Export Orders Plunge to Pandemic Lows

April survey data from China’s National Bureau of Statistics revealed that new export orders slid to their weakest level since late 2022, underscoring the toll of steep U.S. tariffs on key industries. Factory managers reported falling demand abroad, driving the export-orders subindex down sharply—mirroring similar drops during the Covid-19 downturn.

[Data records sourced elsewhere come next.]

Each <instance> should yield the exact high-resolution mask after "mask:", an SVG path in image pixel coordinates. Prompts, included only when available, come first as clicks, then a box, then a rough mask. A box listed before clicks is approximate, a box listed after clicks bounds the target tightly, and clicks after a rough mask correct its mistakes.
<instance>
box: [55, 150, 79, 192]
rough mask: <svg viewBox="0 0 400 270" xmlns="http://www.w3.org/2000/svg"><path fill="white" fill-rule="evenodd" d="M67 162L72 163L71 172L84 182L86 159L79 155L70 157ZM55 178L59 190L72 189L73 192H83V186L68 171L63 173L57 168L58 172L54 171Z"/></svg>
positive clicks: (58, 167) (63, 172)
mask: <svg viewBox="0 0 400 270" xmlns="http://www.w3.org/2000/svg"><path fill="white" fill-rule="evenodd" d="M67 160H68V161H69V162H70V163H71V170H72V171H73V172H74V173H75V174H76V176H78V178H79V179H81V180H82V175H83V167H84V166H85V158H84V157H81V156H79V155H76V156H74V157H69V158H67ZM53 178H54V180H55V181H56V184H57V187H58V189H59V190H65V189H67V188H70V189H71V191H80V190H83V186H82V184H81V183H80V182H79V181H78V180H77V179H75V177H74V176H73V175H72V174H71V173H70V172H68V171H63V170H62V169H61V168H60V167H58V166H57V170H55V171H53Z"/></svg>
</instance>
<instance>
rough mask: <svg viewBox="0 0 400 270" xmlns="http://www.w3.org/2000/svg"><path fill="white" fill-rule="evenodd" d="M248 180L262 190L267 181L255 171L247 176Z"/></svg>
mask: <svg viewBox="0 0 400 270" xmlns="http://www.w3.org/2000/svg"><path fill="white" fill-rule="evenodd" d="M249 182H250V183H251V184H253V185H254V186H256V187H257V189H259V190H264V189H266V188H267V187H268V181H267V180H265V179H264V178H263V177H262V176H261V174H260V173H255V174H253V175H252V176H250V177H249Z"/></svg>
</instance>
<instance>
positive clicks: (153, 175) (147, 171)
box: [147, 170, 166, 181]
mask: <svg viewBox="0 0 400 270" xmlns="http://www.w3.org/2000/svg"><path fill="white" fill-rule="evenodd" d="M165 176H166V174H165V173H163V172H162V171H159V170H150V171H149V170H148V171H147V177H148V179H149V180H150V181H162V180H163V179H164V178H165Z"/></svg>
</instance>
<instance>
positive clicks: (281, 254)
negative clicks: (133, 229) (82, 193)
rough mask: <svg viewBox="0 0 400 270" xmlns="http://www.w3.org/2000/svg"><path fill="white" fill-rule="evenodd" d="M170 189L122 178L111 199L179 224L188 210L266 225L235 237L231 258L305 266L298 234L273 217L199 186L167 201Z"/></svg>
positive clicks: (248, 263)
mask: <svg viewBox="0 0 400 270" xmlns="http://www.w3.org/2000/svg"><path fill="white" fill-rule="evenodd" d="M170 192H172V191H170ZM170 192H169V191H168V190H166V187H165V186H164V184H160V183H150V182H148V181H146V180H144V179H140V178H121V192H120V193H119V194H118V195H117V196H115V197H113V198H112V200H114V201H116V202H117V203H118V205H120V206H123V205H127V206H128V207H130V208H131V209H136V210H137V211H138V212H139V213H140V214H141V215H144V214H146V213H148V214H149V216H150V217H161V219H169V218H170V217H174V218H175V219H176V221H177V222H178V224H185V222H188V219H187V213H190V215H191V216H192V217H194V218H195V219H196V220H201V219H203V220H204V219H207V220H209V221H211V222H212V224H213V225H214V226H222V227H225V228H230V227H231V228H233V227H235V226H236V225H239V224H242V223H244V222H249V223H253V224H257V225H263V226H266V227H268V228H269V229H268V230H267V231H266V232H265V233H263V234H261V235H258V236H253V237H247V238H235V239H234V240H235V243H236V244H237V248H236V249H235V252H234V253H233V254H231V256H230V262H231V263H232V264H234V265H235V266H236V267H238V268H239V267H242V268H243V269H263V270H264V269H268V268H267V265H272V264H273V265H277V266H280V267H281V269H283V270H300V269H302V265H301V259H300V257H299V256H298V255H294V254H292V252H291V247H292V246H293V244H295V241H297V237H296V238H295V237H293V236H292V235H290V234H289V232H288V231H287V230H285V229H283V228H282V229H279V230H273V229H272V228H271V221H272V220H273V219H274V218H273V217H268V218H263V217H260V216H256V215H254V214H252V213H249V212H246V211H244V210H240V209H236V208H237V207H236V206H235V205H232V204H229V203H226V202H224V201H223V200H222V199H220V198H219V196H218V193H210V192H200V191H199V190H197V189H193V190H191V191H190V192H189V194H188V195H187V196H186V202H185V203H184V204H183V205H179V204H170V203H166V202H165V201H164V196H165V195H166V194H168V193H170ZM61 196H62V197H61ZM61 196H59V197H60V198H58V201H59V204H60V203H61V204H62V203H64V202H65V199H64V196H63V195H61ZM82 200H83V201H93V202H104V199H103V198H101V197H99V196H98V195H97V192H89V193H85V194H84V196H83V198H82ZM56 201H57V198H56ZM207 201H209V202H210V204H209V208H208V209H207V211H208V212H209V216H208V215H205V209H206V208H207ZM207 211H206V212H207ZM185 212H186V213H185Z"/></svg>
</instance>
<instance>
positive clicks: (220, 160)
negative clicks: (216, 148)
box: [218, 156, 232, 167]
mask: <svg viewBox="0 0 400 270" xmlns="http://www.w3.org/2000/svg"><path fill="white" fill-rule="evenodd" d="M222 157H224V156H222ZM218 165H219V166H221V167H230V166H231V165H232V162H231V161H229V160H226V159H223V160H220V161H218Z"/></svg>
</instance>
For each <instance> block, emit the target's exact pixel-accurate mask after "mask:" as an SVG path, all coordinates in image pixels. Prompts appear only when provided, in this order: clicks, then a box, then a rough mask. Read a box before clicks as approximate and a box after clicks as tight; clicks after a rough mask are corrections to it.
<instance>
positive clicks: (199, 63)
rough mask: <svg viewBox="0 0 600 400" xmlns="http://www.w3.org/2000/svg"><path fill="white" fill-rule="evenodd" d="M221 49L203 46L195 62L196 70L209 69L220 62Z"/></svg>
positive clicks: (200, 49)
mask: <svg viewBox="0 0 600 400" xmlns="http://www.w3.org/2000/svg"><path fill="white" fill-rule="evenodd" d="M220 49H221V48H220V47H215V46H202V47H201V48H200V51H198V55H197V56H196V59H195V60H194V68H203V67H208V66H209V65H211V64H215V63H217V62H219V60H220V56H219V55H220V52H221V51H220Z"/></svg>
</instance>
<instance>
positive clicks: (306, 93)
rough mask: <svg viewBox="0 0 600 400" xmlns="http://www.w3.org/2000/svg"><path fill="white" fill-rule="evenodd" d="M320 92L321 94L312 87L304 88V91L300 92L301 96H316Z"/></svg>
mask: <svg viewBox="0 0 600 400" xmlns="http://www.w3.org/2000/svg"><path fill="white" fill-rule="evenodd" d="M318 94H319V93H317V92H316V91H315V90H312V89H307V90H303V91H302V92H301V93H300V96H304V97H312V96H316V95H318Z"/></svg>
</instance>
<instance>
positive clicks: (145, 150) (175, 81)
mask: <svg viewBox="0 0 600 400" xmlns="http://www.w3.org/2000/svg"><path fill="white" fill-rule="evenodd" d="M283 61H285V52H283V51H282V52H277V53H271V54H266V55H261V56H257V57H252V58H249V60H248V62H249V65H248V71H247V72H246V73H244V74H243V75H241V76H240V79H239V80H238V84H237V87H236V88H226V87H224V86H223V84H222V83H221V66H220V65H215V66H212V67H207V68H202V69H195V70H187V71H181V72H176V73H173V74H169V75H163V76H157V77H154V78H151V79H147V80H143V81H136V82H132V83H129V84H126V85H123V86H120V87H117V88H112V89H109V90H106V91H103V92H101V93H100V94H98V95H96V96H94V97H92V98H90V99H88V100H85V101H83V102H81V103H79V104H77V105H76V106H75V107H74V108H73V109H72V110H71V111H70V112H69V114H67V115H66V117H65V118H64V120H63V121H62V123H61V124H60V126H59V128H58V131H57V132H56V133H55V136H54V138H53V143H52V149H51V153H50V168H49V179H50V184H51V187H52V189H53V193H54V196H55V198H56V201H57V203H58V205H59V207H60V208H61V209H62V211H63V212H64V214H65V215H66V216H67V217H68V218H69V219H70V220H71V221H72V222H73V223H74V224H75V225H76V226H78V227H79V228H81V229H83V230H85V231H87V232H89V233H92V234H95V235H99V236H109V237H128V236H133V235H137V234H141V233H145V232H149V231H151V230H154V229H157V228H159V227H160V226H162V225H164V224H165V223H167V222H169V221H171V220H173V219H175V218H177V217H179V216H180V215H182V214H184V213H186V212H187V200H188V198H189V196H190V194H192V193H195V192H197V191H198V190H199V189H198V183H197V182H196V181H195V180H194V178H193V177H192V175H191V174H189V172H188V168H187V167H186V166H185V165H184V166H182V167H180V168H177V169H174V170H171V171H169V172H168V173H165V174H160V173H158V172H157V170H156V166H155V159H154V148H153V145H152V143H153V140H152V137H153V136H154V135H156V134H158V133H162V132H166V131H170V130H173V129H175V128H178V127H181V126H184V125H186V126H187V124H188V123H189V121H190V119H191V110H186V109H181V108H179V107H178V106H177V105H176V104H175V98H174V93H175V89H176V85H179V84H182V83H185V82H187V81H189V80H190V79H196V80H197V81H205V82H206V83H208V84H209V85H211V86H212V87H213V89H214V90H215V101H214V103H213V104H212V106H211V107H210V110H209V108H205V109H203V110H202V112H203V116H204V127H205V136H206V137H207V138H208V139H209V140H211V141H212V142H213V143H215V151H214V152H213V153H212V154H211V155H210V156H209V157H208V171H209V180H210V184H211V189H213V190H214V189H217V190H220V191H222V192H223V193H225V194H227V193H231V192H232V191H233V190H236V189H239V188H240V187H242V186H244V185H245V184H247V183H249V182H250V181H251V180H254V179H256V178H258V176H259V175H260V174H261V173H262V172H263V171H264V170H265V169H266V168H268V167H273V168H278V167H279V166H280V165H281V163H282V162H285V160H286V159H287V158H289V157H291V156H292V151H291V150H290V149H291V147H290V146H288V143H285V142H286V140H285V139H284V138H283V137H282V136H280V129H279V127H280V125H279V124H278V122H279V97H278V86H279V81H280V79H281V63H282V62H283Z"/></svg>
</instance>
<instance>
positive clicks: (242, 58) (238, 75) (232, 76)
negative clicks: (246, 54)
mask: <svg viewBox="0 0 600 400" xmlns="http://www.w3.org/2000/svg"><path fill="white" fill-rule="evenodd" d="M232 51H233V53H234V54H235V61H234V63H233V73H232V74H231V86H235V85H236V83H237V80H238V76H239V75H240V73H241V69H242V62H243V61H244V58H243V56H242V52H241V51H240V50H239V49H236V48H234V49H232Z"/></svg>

  • New export orders at their lowest since December 2022

  • PMI fell to 49.0, the first contraction in over a year

  • Manufacturing activity weakest since late 2022

Tariff Impact Versus Sentiment Effects

While higher duties on Chinese goods have unquestionably pressured order books, analysts at Capital Economics caution that negative sentiment may exaggerate the apparent weakness. Still, the feedback loop is clear: weaker external demand feeds into factory slowdowns, prompting companies to pare back production and inventories.

“Although fiscal support is picking up, it won’t fully offset the drag,” noted economist Zichun Huang, forecasting just 3.5% GDP growth for China this year.

Policy Response and What to Watch

Beijing has stepped up stimulus pledges—ranging from infrastructure spending boosts to credit easing—but markets will be looking for concrete data on their impact. Investors can track upcoming stimulus-related releases and key economic indicators, including future PMI and trade figures, through the Economic Calendar API, ensuring they stay ahead of policy shifts.

Near-Term Risks

  • Continued U.S.-China tariff uncertainty

  • Slower global trade momentum

  • Fiscal stimulus execution lag

As external headwinds persist, watch for further stimulus measures and any breakthrough in U.S.–China negotiations to gauge whether China’s factories can rebound in the second half of the year.